President Donald Trump doubled down on his pledge to introduce “patriotic education” into American schools at a campaign rally, one week after he threatened to defund schools that planned to include The New York Times‘ 1619 Project in their curriculums.
The commander-in-chief told supporters at his Sunday rally in Henderson, Nevada that he would bring an end to the “radical indoctrination” of students and ensure they were taught to “love our country” and honor U.S. history.
Trump previously called for a “patriotic education” to be restored in the nation’s schools at the end of August. He told reporters at the time that young Americans had been “fed lies” about the country.
Speaking at his Nevada rally last night, the president said: “We will stop the radical indoctrination of our students and restore patriotic education to our schools. We will teach our children to love our country, honor our history, and always respect our great American flag.
“We will live by the timeless words of our national motto, in God we trust. And we’re going to keep it that way.”
Earlier in his speech at the Xtreme Manufacturing facility, the president added that he would provide “school choice” for every parent in America if he is handed a second term in the White House.
Trump reiterated his pledge to make education “patriotic” a week after he threatened to pull the plug on funding for public schools that added The New York Times‘ 1619 project to their curriculums.
The Times‘ ongoing project, launched in August last year, seeks to put slavery and the contributions of Black Americans at the center of U.S. history in an effort to reframe the country’s view of its past.
Reacting to a social media post claiming that the 1619 Project would be taught in California schools, Trump tweeted: “Department of Education is looking at this. If so, they will not be funded!”

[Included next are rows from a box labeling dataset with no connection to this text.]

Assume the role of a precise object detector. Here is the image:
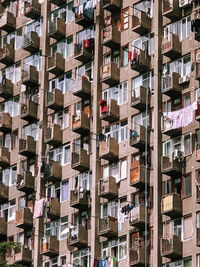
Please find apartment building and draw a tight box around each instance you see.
[0,0,200,267]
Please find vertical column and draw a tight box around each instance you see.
[152,0,163,267]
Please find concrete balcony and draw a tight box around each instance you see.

A number of historians have called the historical accuracy and veracity of the 1619 project into question since its launch, with five historians writing to the Times in December 2019 to raise concerns about claims in the piece.
“These errors, which concern major events, cannot be described as interpretation or ‘framing,'” the historians wrote at the time. “They are matters of verifiable fact, which are the foundation of both honest scholarship and honest journalism. They suggest a displacement of historical understanding by ideology.”
The scholars took particular issue with the project’s assertion that the American Revolution was prompted by colonists who wanted independence from Britain to uphold slavery.
However, the project has also received critical praise, with New York Times Magazine journalist Nikole Hannah-Jones winning a Pulitzer Prize for commentary for her 1619 Project essay.